Employee retention and turnover are inversely related. Retention measures who is staying; turnover measures who is leaving.

Turnover rates vary depending on an organization's size, industry, levels of hierarchy, geography, local economy and larger market factors. The decision to leave an organization also depends on what it's like to work there, as well as the needs, priorities and life stage of individual employees.

Why Retention Matters

Having employees who know what they are doing and do it well is every employer's goal. Employees are essential to the quality of an organization's products and services, as well as its relationships with its clients.

Losing talented employees has many negative consequences and can be expensive. Research from The Center for American Progress estimates the median cost of losing and replacing an employee is 20 percent of the employee's annual salary. The cost is less for lower skilled and lower wage positions, but it can be much higher for highly skilled and executive positions. These costs include recruiting and training the new employee, and the loss of productivity while the position is open.

There are additional intangible effects when an employee leaves, such as the loss of morale and productivity for the remaining employees who may miss their colleague while they also have to do their work. The organization loses all of the experience and institutional knowledge the person has, which can be significant when longtime employees leave. The client and colleague relationships can also be disrupted, sometimes resulting in loss of contracts.

All of this impacts the bottom line.

Understanding retention and turnover — and knowing what to do about them — is an important part of an organization's overall business strategy.

What is Turnover?

Turnover is the proportion of workers who leave their jobs. All organizations have turnover. It is expected, normal and part of every business. There are two types of turnover: voluntary and involuntary.

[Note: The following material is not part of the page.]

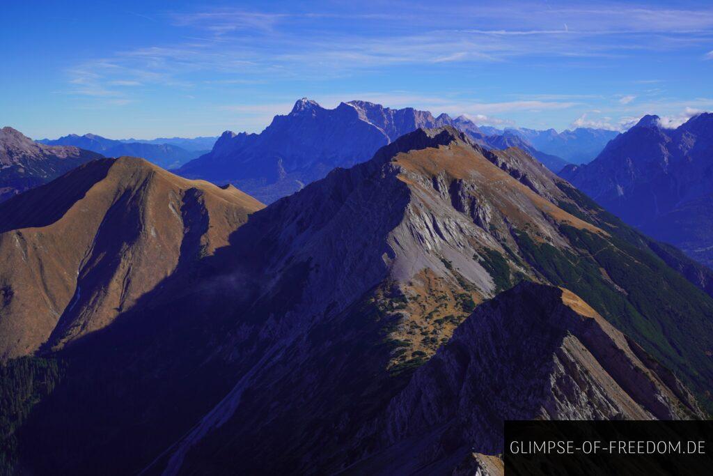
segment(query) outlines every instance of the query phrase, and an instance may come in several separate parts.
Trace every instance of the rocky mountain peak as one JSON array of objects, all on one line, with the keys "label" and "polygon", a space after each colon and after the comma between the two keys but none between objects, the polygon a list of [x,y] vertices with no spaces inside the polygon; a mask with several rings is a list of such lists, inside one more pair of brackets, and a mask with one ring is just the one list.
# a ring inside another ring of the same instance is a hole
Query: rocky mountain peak
[{"label": "rocky mountain peak", "polygon": [[452,126],[434,128],[419,128],[413,132],[401,136],[394,142],[381,149],[377,155],[385,153],[394,157],[401,152],[409,152],[424,148],[437,148],[439,146],[449,146],[454,142],[471,144],[465,133]]},{"label": "rocky mountain peak", "polygon": [[17,129],[14,129],[9,126],[6,126],[5,127],[0,129],[0,141],[6,141],[9,140],[19,141],[22,142],[31,142],[32,139],[27,137],[21,132]]},{"label": "rocky mountain peak", "polygon": [[659,128],[660,127],[661,118],[654,114],[647,114],[639,119],[634,127],[649,127]]},{"label": "rocky mountain peak", "polygon": [[308,99],[307,98],[302,98],[298,99],[294,106],[292,107],[290,114],[299,114],[300,113],[304,113],[309,111],[314,111],[315,108],[322,108],[315,101],[312,99]]}]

Involuntary turnover is people leaving because the organization terminated the employment, usually because of layoffs or performance issues. Involuntary turnover is something each organization addresses based on its needs. It's the turnover that organizations require, even if they don't always want it.

Voluntary turnover involves workers leaving because they choose to. This part of turnover is unpredictable for organizations and it's difficult for them to plan ahead for expected replacement, recruiting and training costs and lost productivity, all of which can be expensive for the business.

What is Retention?

Retention is the measure of how successful organizations are at keeping the employees they want to continue to work there. In discussing retention, it's most useful to focus on identifying the causes of voluntary turnover for an organization.

There are three primary forces that influence retention: the market, the organization and the employee.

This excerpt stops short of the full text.